# Triage on Digital Systems

As disk systems increase in storage, along with an increasing number of electronic devices, there is an increasing problem in imaging disk storage, as it can take many hours to archive a disk. There is thus a need for quick sampling of disk systems, in order to determine if there is any contraband material on a storage system. Along with this there can be a problem when computer systems are switched off, as evidence may be lost in the process of powering off. A mobile phone, for example, could loose its evidence if it is switched off, especially as it might not be possible to switch it back on. The method of sampling a computer system for possible contraband is known as triage.

Simon Garfinkel thus proposed a method of sampling disk systems in order to determine whether it contained contraband content. For these he sampled 512-byte sectors, and determined the hash signature, and then matches this against hash signatures of 512-byte block sectors from contraband content. If the hash signature matches a contraband one, there is a high probability that the rest of the contraband exists (or did exist) on the disk system.
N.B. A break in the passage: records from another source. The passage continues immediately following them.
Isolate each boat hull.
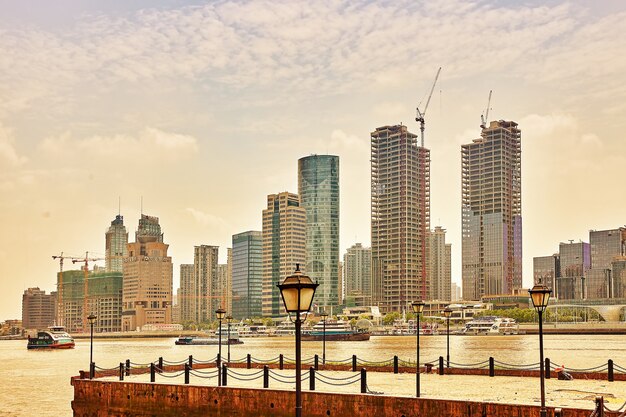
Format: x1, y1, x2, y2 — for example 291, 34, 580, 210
302, 333, 370, 342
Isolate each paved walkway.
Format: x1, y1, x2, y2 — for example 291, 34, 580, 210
102, 369, 626, 410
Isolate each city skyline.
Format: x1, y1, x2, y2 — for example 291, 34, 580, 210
0, 0, 626, 319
### Probability Theory for Sampling the Disk

The key thing we need to understand is the probably of finding contraband material for a given number of samples, and for a given size of contraband file size. For this, let’s take a simple example. Let’s say there is 20 red balls, and 5 black balls in a bag, where the black balls represent the contraband. Let’s see if we can determine the chances of finding a black ball for each round of a ball being drawn.

First round
The probability of not drawing a black ball will be:

P(B) = 20 / 25 = 0.8

We thus have a 20% chance of finding a black ball. Now we put the red ball aside, and we now have 19 red balls and 5 black balls.

Second round
The probability of not drawing a black ball in this turn too will be:

P(B) = 20/25 * 19/24 = 0.633

We thus have a 37% chance of finding a black ball in the first two goes. Now we put the red ball aside, and we now have 18 red balls and 5 black balls.

Third round
The probability of not drawing a black ball in this turn too will be:

P(B) = 20/25 * 19/24 * 18/23 = 0.495

We thus have a 50.5% chance of finding a black ball in the first three goes. Now we put the red ball aside, and we now have 17 red balls and 5 black balls.

Forth round
The probability of not drawing a black ball in this turn too will be:

P(B) = 20/25 * 19/24 * 18/23 * 17/22 = 0.383

We thus have a 61.7% chance of finding a black ball in the first four goes. Now we put the red ball aside, and we now have 16 red balls and 5 black balls.

Fifth round
The probability of not drawing a black ball in this turn too will be:

P(B) = 20/25 * 19/24 * 18/23 * 17/22 * 16/21 = 0.292

We thus have a 70.8% chance of finding a black ball in the first five goes. Now we put the red ball aside, and we now have 15 red balls and 5 black balls.

Sixth round
The probability of not drawing a black ball in this turn too will be:

P(B) = 20/25 * 19/24 * 18/23 * 17/22 * 16/21 * 15/20= 0.21

We thus have a 79% chance of finding a black ball in the first six goes. By this stage, and there is no black balls drawn, we have a near 80% confidence that there are no black balls in the bag. Now we put the red ball aside, and we now have 14 red balls and 5 black balls.

Seventh round
The probability of not drawing a black ball in this turn too will be:

P(B) = 20/25 * 19/24 * 18/23 * 17/22 * 16/21 * 15/20 * 14/19 = 0.15

We thus have a 85% chance of finding a black ball in the first seven goes. By this stage, and there are no black balls drawn, we have a 85% confidence that there are no black balls in the bag. Now we put the red ball aside, and we now have 14 red balls and 5 black balls.

Eighth round
The probability of not drawing a black ball in this turn too will be:

P(B) = 20/25 * 19/24 * 18/23 * 17/22 * 16/21 * 15/20 * 14/19 * 13/18 = 0.11

We thus have a 89% chance of finding a black ball in the first eight goes. By this stage, and there are no black balls drawn, we have a 90% confidence that there are no black balls in the bag.

### Confidence levels

Let’s say now that we are happy with a 90% confidence that there are no black balls in the bag, and can end. In this way we only need to draw eight balls from a bag with 20 red and 5 black balls to be 90% confident that we’ll find at least one black ball. In the same way we can sample a disk. The following provides a calculation for the sample of a disk:

http://www.asecuritysite.com/coding/tri

For example for a 500GB disk, and for a contraband file size of 200MB, and with 20,000 samples, we end up with a 99.967% of finding the contraband, if it exists.